WNA Asal Hong Kong Dideportasi Imigrasi Pontianak karena Overstay
PONTIANAK – Kantor Imigrasi Kelas I TPI Pontianak mendeportasi seorang warga negara asing (WNA) asal Hong Kong berinisial PML karena terbukti melanggar aturan izin tinggal atau overstay di Indonesia.
Tindakan deportasi dilakukan pada Rabu (7/5/2026) melalui Bandara Internasional Soekarno-Hatta, Tangerang, dengan pengawalan petugas imigrasi sesuai prosedur yang berlaku.
Berdasarkan informasi dari pihak imigrasi, WNA perempuan tersebut sebelumnya masuk ke Indonesia menggunakan fasilitas Bebas Visa Kunjungan dengan masa berlaku izin tinggal hingga 13 Juni 2025 untuk tujuan mengunjungi keluarga.
Namun, hasil pengawasan dan operasi keimigrasian yang dilakukan Kantor Imigrasi Kelas I TPI Pontianak menemukan bahwa yang bersangkutan masih berada di wilayah Indonesia setelah izin tinggalnya berakhir.
Kepala Kantor Imigrasi Kelas I TPI Pontianak, Sam Fernando, mengatakan tindakan tersebut merupakan bagian dari pengawasan terhadap keberadaan dan aktivitas orang asing di wilayah kerja Imigrasi Pontianak.
“Pengawasan keimigrasian bukan hanya soal administrasi, tetapi juga bagian penting dalam menjaga ketertiban, keamanan, dan kepatuhan hukum di Indonesia,” ujarnya.
Atas pelanggaran tersebut, PML dikenakan Tindakan Administratif Keimigrasian berupa deportasi sebagaimana diatur dalam Pasal 78 Ayat (3) Undang-Undang Nomor 6 Tahun 2011 tentang Keimigrasian.
Kantor Imigrasi Kelas I TPI Pontianak juga menegaskan akan terus mengedepankan pengawasan yang humanis namun tetap tegas melalui operasi rutin, koordinasi lintas instansi, dan peningkatan pengawasan terhadap keberadaan orang asing di wilayah Kalimantan Barat.

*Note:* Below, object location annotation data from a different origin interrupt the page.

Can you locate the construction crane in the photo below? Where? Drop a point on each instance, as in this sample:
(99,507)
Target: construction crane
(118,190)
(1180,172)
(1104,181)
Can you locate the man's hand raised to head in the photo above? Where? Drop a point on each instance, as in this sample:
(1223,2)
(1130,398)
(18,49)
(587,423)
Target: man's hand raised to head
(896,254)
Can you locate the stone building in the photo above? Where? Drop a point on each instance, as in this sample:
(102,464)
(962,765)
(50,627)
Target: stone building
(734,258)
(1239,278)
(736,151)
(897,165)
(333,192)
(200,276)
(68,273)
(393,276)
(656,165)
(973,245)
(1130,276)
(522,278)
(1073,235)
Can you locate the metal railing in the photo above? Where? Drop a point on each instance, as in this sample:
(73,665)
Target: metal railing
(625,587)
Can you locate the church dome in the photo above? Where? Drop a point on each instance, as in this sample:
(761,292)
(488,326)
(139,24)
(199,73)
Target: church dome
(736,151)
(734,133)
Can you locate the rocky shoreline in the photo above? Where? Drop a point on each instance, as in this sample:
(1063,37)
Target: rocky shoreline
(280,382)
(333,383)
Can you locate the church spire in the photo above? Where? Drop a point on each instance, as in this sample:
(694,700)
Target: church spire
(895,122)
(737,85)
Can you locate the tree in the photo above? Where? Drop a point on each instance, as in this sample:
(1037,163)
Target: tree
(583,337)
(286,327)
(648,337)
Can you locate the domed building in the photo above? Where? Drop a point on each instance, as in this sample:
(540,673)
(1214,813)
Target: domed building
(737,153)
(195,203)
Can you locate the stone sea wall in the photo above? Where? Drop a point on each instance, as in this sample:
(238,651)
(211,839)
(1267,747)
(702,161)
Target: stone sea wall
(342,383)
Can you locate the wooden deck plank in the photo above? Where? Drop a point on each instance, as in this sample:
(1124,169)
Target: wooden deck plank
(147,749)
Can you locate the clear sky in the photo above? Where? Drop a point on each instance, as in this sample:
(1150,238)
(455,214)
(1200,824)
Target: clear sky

Selain itu, pihak imigrasi mengajak masyarakat untuk turut berperan aktif dalam pengawasan terhadap keberadaan warga negara asing di lingkungan sekitar.
Masyarakat diminta segera melaporkan apabila menemukan aktivitas mencurigakan, pelanggaran aturan, atau keberadaan WNA yang diduga tidak sesuai dengan izin tinggal maupun kegiatannya kepada kantor imigrasi terdekat atau melalui kanal media sosial resmi Imigrasi Pontianak.
Menurut pihak imigrasi, sinergi antara masyarakat dan aparat pengawasan diharapkan dapat menciptakan situasi yang aman, tertib, serta mendukung penegakan hukum keimigrasian yang profesional dan terpercaya.
Langkah deportasi tersebut juga menjadi penegasan bahwa Indonesia terbuka bagi warga negara asing yang mematuhi aturan, namun tidak memberikan toleransi terhadap pelanggaran keimigrasian yang berpotensi mengganggu ketertiban dan kepastian hukum.